While sealing the records doesn’t erase them completely, it shields them from public view. Having a criminal record creates the potential for discrimination in housing, employment, education, financial services and other vital everyday needs.
“So many people don’t know that they’re eligible” for relief under the relatively new law, Felicia Carbajal, programming director for New Expungement Works told Filter earlier this year. “I imagine a lot of the folks who have those convictions aren’t running to their local agencies to get this taken care of, nor are they taking it upon themselves to do it because it is arduous. It’s not an easy process if you’ve never filled out forms or if you’re operating from a space of trauma. Many times people from historically-underserved communities get so underwhelmed when they’re put in these situations.”
The effort to clear past records automatically gained momentum in January 2018, before Bonta’s bill became law, when then-San Francisco District Attorney George Gascón announced his office would identify and reclassify records going back to 1975. Other California counties, and some other states, would eventually follow suit.
Though the process is now supposed to be automatic, it’s been slowed by recordkeeping differences across the state, court delays and—as Bonta’s DOJ bulletin suggests—possible foot-dragging by district attorneys.

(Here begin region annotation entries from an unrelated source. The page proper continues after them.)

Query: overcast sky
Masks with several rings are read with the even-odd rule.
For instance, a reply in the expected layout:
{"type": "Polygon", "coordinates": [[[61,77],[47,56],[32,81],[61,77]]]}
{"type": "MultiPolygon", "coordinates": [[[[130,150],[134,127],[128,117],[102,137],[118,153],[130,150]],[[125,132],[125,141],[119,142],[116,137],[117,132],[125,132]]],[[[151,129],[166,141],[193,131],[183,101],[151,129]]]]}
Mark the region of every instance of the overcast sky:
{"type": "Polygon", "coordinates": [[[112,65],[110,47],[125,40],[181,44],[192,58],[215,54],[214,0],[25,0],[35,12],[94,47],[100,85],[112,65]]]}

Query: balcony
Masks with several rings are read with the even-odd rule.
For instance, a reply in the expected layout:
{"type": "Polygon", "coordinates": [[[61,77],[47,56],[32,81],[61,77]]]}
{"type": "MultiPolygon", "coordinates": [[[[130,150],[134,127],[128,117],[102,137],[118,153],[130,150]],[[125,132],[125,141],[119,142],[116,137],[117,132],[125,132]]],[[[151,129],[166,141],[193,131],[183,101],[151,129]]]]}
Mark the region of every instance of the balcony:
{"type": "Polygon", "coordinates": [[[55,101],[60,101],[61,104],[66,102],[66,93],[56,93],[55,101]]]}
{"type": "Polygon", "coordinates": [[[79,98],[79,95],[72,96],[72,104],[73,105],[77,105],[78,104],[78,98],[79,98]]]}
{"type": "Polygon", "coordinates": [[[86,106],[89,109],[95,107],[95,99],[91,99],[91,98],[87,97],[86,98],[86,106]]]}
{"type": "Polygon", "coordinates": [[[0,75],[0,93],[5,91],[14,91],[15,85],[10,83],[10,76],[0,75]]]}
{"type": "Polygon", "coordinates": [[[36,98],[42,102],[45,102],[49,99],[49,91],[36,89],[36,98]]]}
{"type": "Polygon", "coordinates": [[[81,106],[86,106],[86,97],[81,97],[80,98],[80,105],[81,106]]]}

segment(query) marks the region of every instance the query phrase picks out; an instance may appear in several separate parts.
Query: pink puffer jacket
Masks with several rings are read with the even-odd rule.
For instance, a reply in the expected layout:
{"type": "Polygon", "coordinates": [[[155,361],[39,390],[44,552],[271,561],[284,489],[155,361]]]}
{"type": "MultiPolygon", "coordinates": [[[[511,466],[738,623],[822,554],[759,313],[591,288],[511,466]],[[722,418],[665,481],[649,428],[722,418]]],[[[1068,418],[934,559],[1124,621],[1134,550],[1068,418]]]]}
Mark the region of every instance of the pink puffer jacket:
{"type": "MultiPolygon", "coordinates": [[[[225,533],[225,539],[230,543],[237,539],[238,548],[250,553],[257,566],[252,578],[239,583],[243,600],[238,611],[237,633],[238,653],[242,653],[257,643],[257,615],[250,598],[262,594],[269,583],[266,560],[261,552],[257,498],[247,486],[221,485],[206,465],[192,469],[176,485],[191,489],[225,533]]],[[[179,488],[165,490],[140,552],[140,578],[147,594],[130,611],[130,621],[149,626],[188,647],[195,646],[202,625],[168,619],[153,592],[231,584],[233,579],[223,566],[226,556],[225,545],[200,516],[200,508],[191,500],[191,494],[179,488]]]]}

“My team is available as a resource,” the attorney general said in Wednesday’s statement, “and we won’t stop working until every Californian eligible for relief under AB 1793 is experiencing the law’s intended benefits.”

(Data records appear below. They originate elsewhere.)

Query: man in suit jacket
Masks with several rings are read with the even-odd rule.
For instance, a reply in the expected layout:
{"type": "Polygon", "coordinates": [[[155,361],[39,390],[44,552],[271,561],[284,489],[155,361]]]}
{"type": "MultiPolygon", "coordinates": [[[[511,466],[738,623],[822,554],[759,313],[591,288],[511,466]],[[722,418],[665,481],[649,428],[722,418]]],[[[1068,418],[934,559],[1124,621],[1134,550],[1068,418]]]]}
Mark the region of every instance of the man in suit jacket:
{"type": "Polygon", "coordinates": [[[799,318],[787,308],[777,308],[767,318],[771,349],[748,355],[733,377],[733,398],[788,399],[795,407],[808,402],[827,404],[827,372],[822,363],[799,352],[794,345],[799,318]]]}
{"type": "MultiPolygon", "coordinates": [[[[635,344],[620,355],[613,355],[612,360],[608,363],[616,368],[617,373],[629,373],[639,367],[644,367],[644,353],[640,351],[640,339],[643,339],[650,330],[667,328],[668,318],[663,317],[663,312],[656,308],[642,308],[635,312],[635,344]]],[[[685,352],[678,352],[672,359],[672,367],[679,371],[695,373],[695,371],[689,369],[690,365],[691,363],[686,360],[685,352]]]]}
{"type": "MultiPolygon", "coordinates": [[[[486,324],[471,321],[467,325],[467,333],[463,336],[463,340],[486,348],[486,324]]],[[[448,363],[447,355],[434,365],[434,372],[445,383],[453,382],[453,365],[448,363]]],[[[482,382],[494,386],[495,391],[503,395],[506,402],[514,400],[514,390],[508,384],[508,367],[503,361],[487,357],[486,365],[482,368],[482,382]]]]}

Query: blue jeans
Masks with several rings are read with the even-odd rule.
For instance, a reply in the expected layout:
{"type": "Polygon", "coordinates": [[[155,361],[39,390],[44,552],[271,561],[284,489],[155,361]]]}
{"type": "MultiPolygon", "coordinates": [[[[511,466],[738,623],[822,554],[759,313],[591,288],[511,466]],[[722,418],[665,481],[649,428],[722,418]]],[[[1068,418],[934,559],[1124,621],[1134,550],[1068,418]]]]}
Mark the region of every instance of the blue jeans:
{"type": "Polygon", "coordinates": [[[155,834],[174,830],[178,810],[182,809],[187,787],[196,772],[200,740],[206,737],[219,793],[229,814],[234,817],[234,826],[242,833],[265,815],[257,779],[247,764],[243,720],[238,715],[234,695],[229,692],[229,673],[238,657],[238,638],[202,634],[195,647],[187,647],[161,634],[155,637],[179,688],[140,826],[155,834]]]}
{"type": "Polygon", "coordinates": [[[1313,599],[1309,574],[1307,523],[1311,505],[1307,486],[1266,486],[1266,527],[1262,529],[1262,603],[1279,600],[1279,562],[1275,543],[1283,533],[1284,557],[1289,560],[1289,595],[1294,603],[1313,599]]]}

At a conference hosted by California NORML last month celebrating 25 years since voters passed Proposition 215, which made the state the fir tin the country to legalize medical marijuana, Bonta touted the state’s cannabis market as “number one in the world” but said there’s still work to be done. He pointed specifically to the need to combat unlicensed operations that undermine regulated businesses and to stop illegal grow operations that damage the environment.

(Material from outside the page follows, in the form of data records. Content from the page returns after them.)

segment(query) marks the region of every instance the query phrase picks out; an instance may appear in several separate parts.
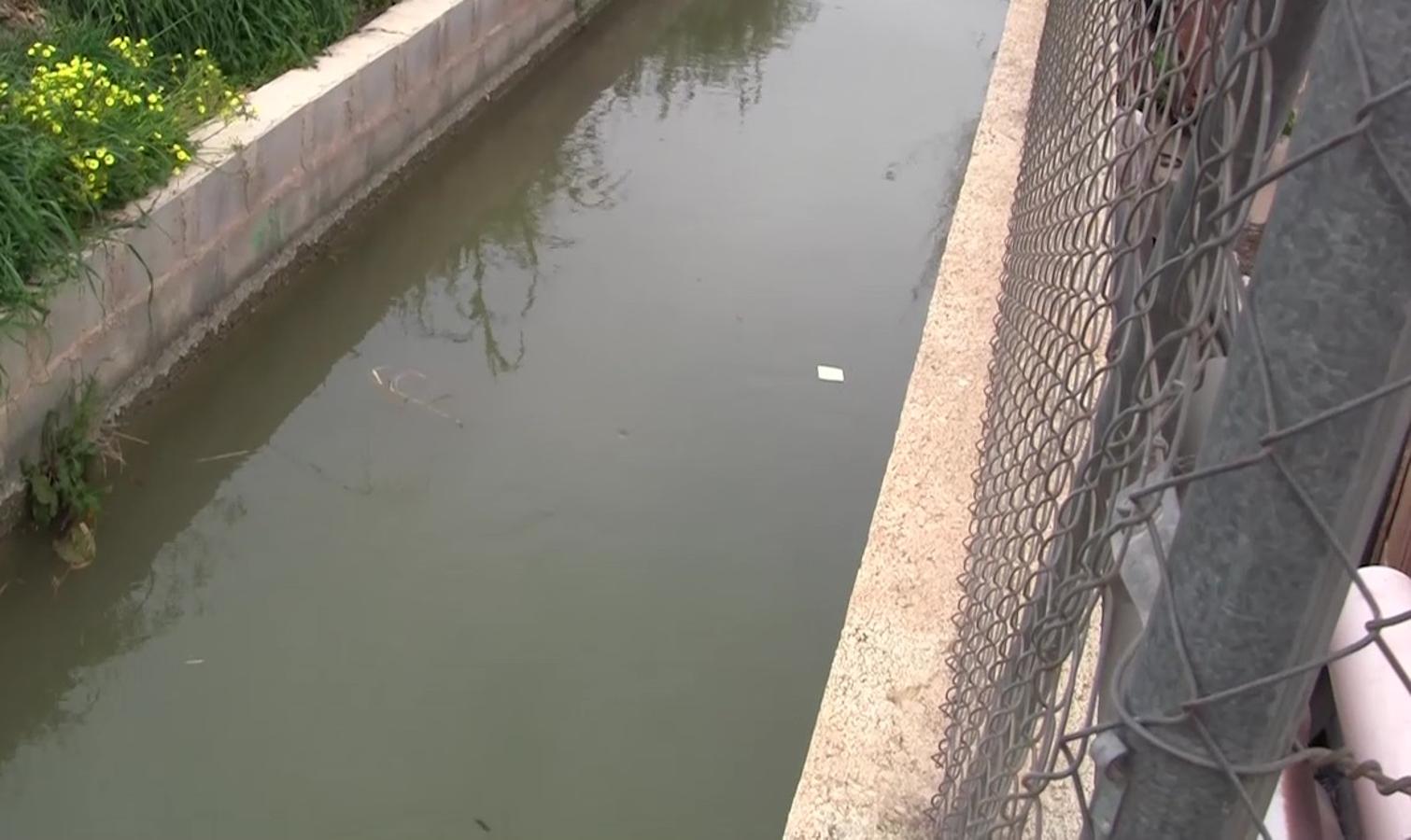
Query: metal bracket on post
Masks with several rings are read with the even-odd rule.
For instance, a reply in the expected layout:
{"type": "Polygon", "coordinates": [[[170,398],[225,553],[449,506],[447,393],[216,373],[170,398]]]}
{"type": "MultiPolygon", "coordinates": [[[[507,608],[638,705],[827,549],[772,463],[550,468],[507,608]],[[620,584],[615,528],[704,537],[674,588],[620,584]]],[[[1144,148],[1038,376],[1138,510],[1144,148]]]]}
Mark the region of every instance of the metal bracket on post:
{"type": "Polygon", "coordinates": [[[1089,750],[1096,777],[1088,806],[1092,819],[1084,827],[1084,840],[1106,840],[1112,836],[1122,796],[1127,791],[1127,746],[1116,731],[1108,730],[1092,739],[1089,750]]]}
{"type": "MultiPolygon", "coordinates": [[[[1163,464],[1143,476],[1144,481],[1118,490],[1116,505],[1113,505],[1115,517],[1126,519],[1134,514],[1137,503],[1132,500],[1132,495],[1139,492],[1146,482],[1163,481],[1167,475],[1167,465],[1163,464]]],[[[1160,558],[1170,548],[1171,540],[1175,537],[1175,526],[1180,521],[1181,503],[1177,500],[1175,489],[1168,488],[1161,490],[1157,507],[1150,519],[1133,529],[1120,530],[1110,537],[1112,557],[1119,558],[1122,562],[1122,568],[1119,569],[1122,585],[1132,598],[1132,603],[1136,605],[1143,627],[1147,623],[1147,616],[1151,614],[1151,603],[1156,602],[1156,593],[1161,589],[1160,558]],[[1158,543],[1160,551],[1157,550],[1158,543]]],[[[1119,647],[1119,650],[1125,648],[1119,647]]]]}

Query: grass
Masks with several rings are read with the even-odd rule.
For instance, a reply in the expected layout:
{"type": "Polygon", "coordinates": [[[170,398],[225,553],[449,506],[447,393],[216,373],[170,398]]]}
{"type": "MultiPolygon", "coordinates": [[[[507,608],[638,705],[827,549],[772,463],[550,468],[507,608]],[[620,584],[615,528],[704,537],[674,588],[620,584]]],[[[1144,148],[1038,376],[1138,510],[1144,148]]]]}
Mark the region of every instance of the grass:
{"type": "Polygon", "coordinates": [[[0,25],[0,331],[44,320],[83,241],[185,168],[192,130],[244,109],[236,90],[391,3],[48,0],[42,23],[0,25]]]}
{"type": "Polygon", "coordinates": [[[171,54],[198,48],[241,85],[309,63],[392,0],[56,0],[79,20],[171,54]]]}
{"type": "Polygon", "coordinates": [[[192,128],[243,107],[205,51],[78,21],[0,38],[0,326],[42,320],[83,234],[185,168],[192,128]]]}
{"type": "MultiPolygon", "coordinates": [[[[308,63],[391,3],[0,0],[0,337],[42,324],[52,290],[82,275],[85,241],[192,162],[198,125],[244,113],[243,86],[308,63]]],[[[96,550],[110,440],[86,381],[23,465],[30,516],[73,568],[96,550]]]]}
{"type": "Polygon", "coordinates": [[[30,517],[61,536],[92,523],[102,506],[95,482],[109,461],[120,459],[97,385],[86,379],[45,414],[40,458],[21,465],[30,517]]]}

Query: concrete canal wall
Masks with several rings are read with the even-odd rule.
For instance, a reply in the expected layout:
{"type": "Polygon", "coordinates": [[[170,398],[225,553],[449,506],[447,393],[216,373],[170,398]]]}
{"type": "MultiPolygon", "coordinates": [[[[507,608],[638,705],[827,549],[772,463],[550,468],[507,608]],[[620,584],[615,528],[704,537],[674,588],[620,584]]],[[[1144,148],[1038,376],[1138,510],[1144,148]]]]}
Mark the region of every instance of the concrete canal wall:
{"type": "Polygon", "coordinates": [[[0,347],[0,482],[21,489],[45,413],[96,376],[114,407],[226,323],[301,248],[605,0],[404,0],[255,116],[199,135],[199,165],[128,209],[42,327],[0,347]]]}
{"type": "MultiPolygon", "coordinates": [[[[945,653],[1047,0],[1010,0],[985,109],[786,840],[923,840],[940,784],[945,653]]],[[[1048,813],[1077,837],[1072,813],[1048,813]]]]}

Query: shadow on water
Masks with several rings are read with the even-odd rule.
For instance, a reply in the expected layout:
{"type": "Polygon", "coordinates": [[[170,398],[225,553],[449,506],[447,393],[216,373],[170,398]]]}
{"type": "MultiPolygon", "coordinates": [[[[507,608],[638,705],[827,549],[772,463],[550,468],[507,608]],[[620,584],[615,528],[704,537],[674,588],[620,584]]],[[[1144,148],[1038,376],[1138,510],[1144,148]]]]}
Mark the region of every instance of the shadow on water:
{"type": "Polygon", "coordinates": [[[138,412],[130,431],[161,430],[161,440],[127,447],[95,567],[55,588],[58,567],[44,540],[17,534],[0,547],[0,575],[8,578],[0,592],[0,764],[27,740],[83,717],[102,691],[90,671],[203,609],[202,589],[227,551],[198,526],[246,516],[227,479],[389,310],[418,334],[478,342],[492,375],[515,371],[526,352],[515,323],[535,306],[549,254],[569,244],[547,210],[556,202],[611,207],[628,178],[608,171],[598,144],[611,109],[655,96],[665,116],[673,103],[717,89],[745,110],[762,96],[765,54],[816,13],[810,0],[615,3],[515,92],[453,131],[435,168],[408,173],[298,283],[214,347],[192,378],[219,381],[219,389],[181,382],[138,412]],[[512,303],[502,304],[497,286],[514,290],[512,303]],[[210,459],[222,454],[230,457],[210,459]],[[144,502],[152,492],[168,503],[144,502]]]}

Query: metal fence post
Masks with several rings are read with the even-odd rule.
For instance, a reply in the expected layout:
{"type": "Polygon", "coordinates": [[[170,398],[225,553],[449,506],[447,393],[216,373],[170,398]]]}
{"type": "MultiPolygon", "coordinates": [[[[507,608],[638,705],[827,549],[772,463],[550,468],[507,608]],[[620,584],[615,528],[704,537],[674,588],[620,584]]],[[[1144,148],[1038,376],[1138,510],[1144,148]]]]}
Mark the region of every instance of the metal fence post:
{"type": "Polygon", "coordinates": [[[1263,830],[1326,658],[1411,417],[1393,388],[1411,375],[1408,35],[1404,0],[1343,0],[1318,37],[1291,151],[1308,159],[1281,182],[1164,586],[1119,668],[1113,837],[1263,830]]]}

Bonta also spoke about the long road to legalization amid a nationwide drug war.
“People of color were left bruised and beaten, thrown behind bars and torn away from their families and support network all for cannabis,” he said. “Enough people have been arrested in our neighborhoods for cannabis. It’s time we bring more investment into our neighborhoods.”
Meanwhile in California, officials recently started accepting concept proposals for a program aimed at helping small marijuana cultivators with environmental clean-up and restoration efforts. And Gov. Gavin Newsom (D) vetoed a bill that would have allowed cannabis businesses to advertise on billboards along state highways.
The governor also recently approved legislation to boost the state’s hemp industry by legalizing retail sales of a wide range of consumable products derived from the plant—including CBD-infused foods, beverages, cosmetics and dietary supplements. It will eventually allow the sales of smokable hemp products in the state.
In September, Newsom signed separate legislation to require hospitals to permit medical marijuana use by certain patients in their facilities.
California officials are also making millions of dollars available for grants programs to support marijuana social equity initiatives and assist localities in processing pending cannabis business license applications. Next year’s California State Fair will even host a first-of-its-kind, state-sanctioned cannabis competition.